A casa con uno zaino pieno di emozioni: il viaggio di Stefania

A casa con uno zaino pieno di emozioni: il viaggio di Stefania

CASALE MONFERRATO – Stefania Miravalle ce l’ha fatta. Il suo viaggio a piedi dal Messico al Canada in sei mesi è riuscito. Stefania, 31 anni, laureata allo Scientifico Balbo di Casale e ora dipendente di una azienda a Londra, era partita il 12 aprile per percorrere oltre 4 mila chilometri e aiutare Casa Hogar Illary’Ika, una casa di orfani in Perù. Al rientro dal suo viaggio l’abbiamo raggiunto per farci raccontare la sua avventura.

Come è stata questa esperienza?

Questa esperienza mi ha cambiato la vita. Ogni volta che prendo un caffè ora mi sento fortunata. Mi ha insegnato cosa vuol dire stare senza luce, con poco cibo, con solo l‘acqua che mi portavo sulle spalle per bere e per cucinare.  Anche se naturalmente ogni 6-9 giorni sapevo che ci sarebbe stata una città, una doccia e avrei avuto la mia brava carta di credito per comprare cibo e ricaricare il mio telefono, ogni volta che mangiavo una barretta veramente dovevo pensare se quelle rimanenti erano abbastanza per arrivare al rifornimento successivo.
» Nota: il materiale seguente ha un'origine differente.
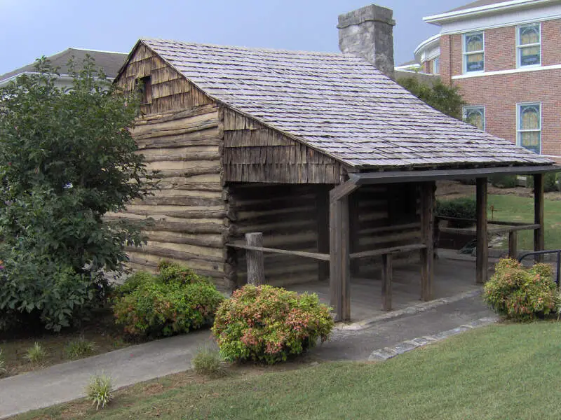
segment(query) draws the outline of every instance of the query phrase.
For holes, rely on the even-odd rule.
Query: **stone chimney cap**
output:
[[[346,28],[353,24],[360,24],[365,22],[381,22],[392,26],[396,25],[393,20],[393,11],[377,4],[365,6],[352,12],[339,15],[339,29]]]

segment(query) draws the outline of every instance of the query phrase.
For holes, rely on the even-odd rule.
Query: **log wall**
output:
[[[147,76],[151,99],[132,134],[148,169],[159,172],[160,190],[108,217],[155,220],[148,244],[127,249],[133,268],[154,270],[170,259],[231,288],[224,280],[231,227],[222,186],[222,107],[141,43],[116,83],[132,91]]]
[[[326,188],[327,187],[327,188]],[[328,194],[329,187],[306,185],[232,184],[230,186],[230,212],[234,229],[231,240],[244,241],[245,233],[263,233],[264,246],[295,251],[329,253],[329,211],[320,200]],[[362,187],[351,196],[354,202],[354,220],[351,220],[352,252],[388,248],[420,241],[418,206],[414,195],[412,211],[404,211],[402,196],[409,193],[403,186]],[[414,190],[413,193],[415,193]],[[400,206],[393,209],[392,201]],[[323,204],[322,204],[323,203]],[[392,211],[393,214],[392,214]],[[399,225],[396,225],[396,220]],[[318,221],[323,220],[322,226]],[[323,231],[323,233],[322,232]],[[354,234],[356,233],[356,234]],[[322,239],[322,234],[323,235]],[[327,248],[325,246],[327,246]],[[316,260],[292,255],[265,253],[266,282],[274,286],[286,286],[318,280],[321,262]],[[396,264],[418,258],[418,253],[396,258]],[[379,277],[380,258],[362,258],[355,275]],[[246,279],[245,251],[229,251],[227,270],[235,272],[231,281],[242,286]],[[327,281],[326,276],[324,280]]]
[[[343,165],[332,158],[225,109],[224,181],[283,183],[339,183]]]

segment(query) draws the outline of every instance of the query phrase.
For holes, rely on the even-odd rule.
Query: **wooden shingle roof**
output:
[[[141,42],[211,97],[351,167],[552,163],[435,111],[358,57]]]

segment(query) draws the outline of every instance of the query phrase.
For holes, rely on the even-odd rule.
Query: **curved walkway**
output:
[[[337,328],[330,341],[313,349],[309,356],[321,360],[374,360],[380,351],[404,349],[404,342],[437,337],[466,324],[475,326],[482,318],[491,322],[492,316],[480,296],[470,296],[420,312],[405,312],[358,330]],[[197,350],[211,342],[209,330],[198,331],[0,379],[0,419],[81,398],[94,373],[110,375],[120,388],[188,370]]]

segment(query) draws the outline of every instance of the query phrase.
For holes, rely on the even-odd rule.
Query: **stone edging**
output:
[[[482,318],[468,324],[460,326],[457,328],[448,330],[447,331],[442,331],[435,335],[425,335],[424,337],[414,338],[413,340],[405,340],[391,347],[384,347],[384,349],[374,350],[368,357],[368,361],[380,362],[386,360],[398,354],[403,354],[403,353],[410,351],[418,347],[422,347],[426,344],[440,341],[453,335],[457,335],[464,331],[494,323],[497,321],[499,321],[499,318],[495,316]]]
[[[372,324],[381,321],[386,321],[388,319],[398,318],[398,316],[403,316],[405,315],[414,315],[416,314],[424,312],[425,311],[434,309],[443,304],[448,304],[449,303],[453,303],[454,302],[467,299],[468,298],[478,296],[481,294],[482,291],[482,289],[479,288],[476,290],[458,293],[457,295],[450,296],[448,298],[442,298],[441,299],[435,299],[434,300],[431,300],[430,302],[424,302],[422,303],[419,303],[419,304],[404,308],[403,309],[391,311],[386,314],[383,314],[381,315],[378,315],[377,316],[374,316],[372,318],[369,318],[352,323],[339,323],[335,326],[334,329],[347,331],[359,331],[360,330],[367,328]]]

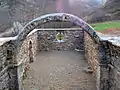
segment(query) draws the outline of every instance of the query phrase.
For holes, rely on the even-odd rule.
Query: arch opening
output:
[[[38,17],[26,24],[18,35],[18,41],[23,41],[31,31],[33,31],[36,28],[41,28],[43,24],[52,21],[70,22],[76,26],[81,27],[96,42],[99,42],[100,40],[100,37],[97,35],[94,29],[79,17],[67,13],[53,13]]]

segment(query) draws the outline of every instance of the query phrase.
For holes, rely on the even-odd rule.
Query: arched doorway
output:
[[[19,47],[22,47],[22,43],[23,43],[23,41],[27,38],[27,35],[28,34],[32,34],[32,33],[34,33],[34,32],[36,32],[36,31],[39,31],[40,30],[40,28],[41,28],[41,26],[43,25],[43,24],[45,24],[45,23],[48,23],[48,22],[52,22],[52,21],[57,21],[57,22],[71,22],[72,24],[74,24],[74,25],[76,25],[76,26],[78,26],[78,27],[81,27],[82,28],[82,30],[83,31],[85,31],[85,32],[87,32],[87,34],[95,41],[95,42],[99,42],[99,36],[97,35],[97,33],[94,31],[94,29],[91,27],[91,26],[89,26],[86,22],[84,22],[83,20],[81,20],[80,18],[78,18],[77,16],[74,16],[74,15],[71,15],[71,14],[66,14],[66,13],[54,13],[54,14],[48,14],[48,15],[44,15],[44,16],[42,16],[42,17],[39,17],[39,18],[37,18],[37,19],[35,19],[35,20],[33,20],[33,21],[31,21],[30,23],[28,23],[23,29],[22,29],[22,31],[19,33],[19,36],[18,36],[18,39],[17,39],[17,41],[19,42],[18,43],[18,48]],[[45,28],[43,28],[43,30],[45,31],[46,29]],[[47,36],[49,36],[49,35],[47,35]],[[78,38],[79,36],[76,36],[75,38]],[[47,39],[48,40],[48,37],[46,37],[45,39]],[[61,39],[61,37],[60,37],[60,39]],[[46,46],[46,47],[48,47],[48,46]],[[32,42],[29,42],[29,50],[30,50],[30,52],[32,53]],[[19,50],[19,49],[18,49]],[[19,51],[18,51],[19,52]],[[66,52],[66,53],[68,53],[68,52]],[[76,62],[76,63],[74,63],[74,61],[76,60],[76,61],[79,61],[79,59],[81,59],[81,57],[82,57],[82,59],[83,59],[83,55],[82,56],[80,56],[79,57],[79,55],[80,55],[80,53],[77,53],[77,55],[78,56],[72,56],[72,55],[74,55],[73,53],[68,53],[68,54],[66,54],[66,53],[62,53],[61,54],[61,56],[59,56],[59,58],[58,57],[56,57],[56,56],[58,56],[59,55],[59,53],[58,52],[55,52],[55,53],[52,53],[52,57],[51,56],[49,56],[49,55],[51,55],[50,53],[47,55],[42,55],[42,54],[40,54],[40,57],[38,57],[38,60],[36,60],[36,61],[40,61],[40,60],[44,60],[45,62],[44,63],[47,63],[47,64],[44,64],[44,63],[42,63],[42,61],[41,62],[37,62],[36,64],[33,64],[33,67],[35,67],[36,68],[36,70],[38,71],[37,73],[39,73],[40,75],[42,75],[43,77],[45,76],[45,79],[47,79],[48,77],[50,77],[51,75],[49,75],[50,73],[49,72],[56,72],[56,70],[53,70],[53,71],[49,71],[49,69],[51,69],[51,68],[62,68],[62,67],[65,67],[65,66],[67,66],[67,64],[69,64],[69,62],[70,62],[70,64],[68,65],[68,66],[70,66],[70,68],[69,68],[69,70],[70,69],[72,69],[72,67],[74,67],[75,66],[75,64],[79,64],[78,66],[80,67],[80,66],[82,66],[82,64],[80,64],[80,63],[78,63],[78,62]],[[29,55],[32,55],[32,54],[29,54]],[[69,57],[67,57],[67,55],[69,56]],[[54,57],[55,56],[55,57]],[[71,57],[72,56],[72,57]],[[30,56],[31,57],[31,56]],[[44,58],[42,58],[42,57],[44,57]],[[46,60],[46,57],[47,57],[47,60]],[[77,57],[77,59],[75,59]],[[50,58],[50,59],[49,59]],[[57,62],[56,62],[56,58],[57,58]],[[62,60],[61,60],[61,58],[62,58]],[[33,59],[33,57],[32,58],[30,58],[30,59]],[[24,59],[23,59],[24,60]],[[52,61],[52,60],[55,60],[54,62],[56,62],[57,64],[55,65],[55,67],[53,67],[54,65],[54,63],[52,63],[52,62],[50,62],[50,61]],[[67,60],[67,61],[66,61]],[[70,60],[70,61],[69,61]],[[73,61],[74,60],[74,61]],[[47,62],[46,62],[47,61]],[[59,64],[58,62],[59,61],[62,61],[62,63],[61,64]],[[49,63],[48,63],[49,62]],[[64,62],[68,62],[66,65],[65,65],[65,63]],[[72,64],[72,63],[74,63],[74,65]],[[83,61],[84,62],[84,61]],[[82,63],[82,62],[81,62]],[[72,65],[71,65],[72,64]],[[49,65],[51,65],[51,66],[49,66]],[[40,66],[39,68],[37,67],[37,66]],[[42,67],[43,66],[43,67]],[[72,66],[72,67],[71,67]],[[75,66],[76,67],[76,66]],[[47,68],[47,69],[46,69]],[[82,67],[81,67],[82,68]],[[47,71],[48,70],[48,71]],[[63,70],[63,69],[62,69]],[[74,68],[74,70],[76,70],[75,68]],[[39,72],[40,71],[40,72]],[[44,71],[47,71],[47,75],[44,75],[43,73],[46,73],[46,72],[44,72]],[[66,72],[67,72],[67,70],[65,70]],[[81,70],[82,71],[82,70]],[[83,72],[81,72],[81,73],[83,73]],[[57,73],[56,73],[57,74]],[[60,74],[60,73],[59,73]],[[69,74],[71,74],[71,72],[69,71],[69,73],[67,73],[67,76],[69,77]],[[78,73],[77,73],[77,75],[79,75]],[[34,76],[36,76],[36,75],[34,75]],[[84,75],[82,75],[82,76],[84,76]],[[82,77],[81,76],[81,77]],[[73,75],[73,77],[74,77],[74,75]],[[53,77],[52,77],[53,78]],[[78,79],[77,78],[77,76],[76,76],[76,79]],[[67,80],[66,80],[67,81]],[[72,80],[71,80],[72,81]],[[72,82],[71,82],[72,83]],[[77,83],[78,84],[78,83]],[[64,84],[64,85],[67,85],[67,84]],[[71,85],[70,85],[71,86]],[[79,85],[78,85],[79,86]],[[44,85],[43,85],[43,87],[44,87]],[[76,88],[76,87],[75,87]],[[54,89],[53,89],[54,90]],[[59,89],[56,89],[56,90],[59,90]],[[87,90],[87,89],[86,89]],[[94,90],[94,89],[92,89],[92,90]]]

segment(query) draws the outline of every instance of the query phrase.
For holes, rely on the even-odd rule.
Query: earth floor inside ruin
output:
[[[87,67],[83,52],[41,52],[30,65],[24,90],[96,90]]]

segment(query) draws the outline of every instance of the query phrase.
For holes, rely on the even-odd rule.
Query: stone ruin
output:
[[[70,23],[68,26],[63,24],[69,28],[62,30],[65,42],[55,42],[59,30],[45,29],[49,29],[49,24],[45,24],[53,21]],[[78,29],[71,30],[71,24]],[[66,13],[44,15],[24,27],[16,25],[19,28],[0,35],[0,90],[22,90],[29,64],[38,52],[76,49],[84,51],[93,71],[97,90],[120,89],[120,37],[97,33],[80,18]],[[63,26],[62,28],[66,28]]]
Con questo, non voglio dire che capisco perfettamente tutto quello che provano le persone meno fortunate di me, ma almeno posso comprendere il significato delle immagini o delle parole di chi deve percorrere ogni giorno chilometri e chilometri per accedere ad una sorgente d’acqua, o chi fugge dalla guerra e viene criticato per avere uno smartphone. Se dovessi perdere tutto, se dovessi scegliere un solo oggetto da portare con me, se dovessi lasciare tutto quello che ho, compreso il mio zaino, sceglierei il mio telefono

Il viaggio è stato impegnativo, 4 mila chilometri a piedi, affrontando situazioni differenti. Alla fine è stato facile o difficile?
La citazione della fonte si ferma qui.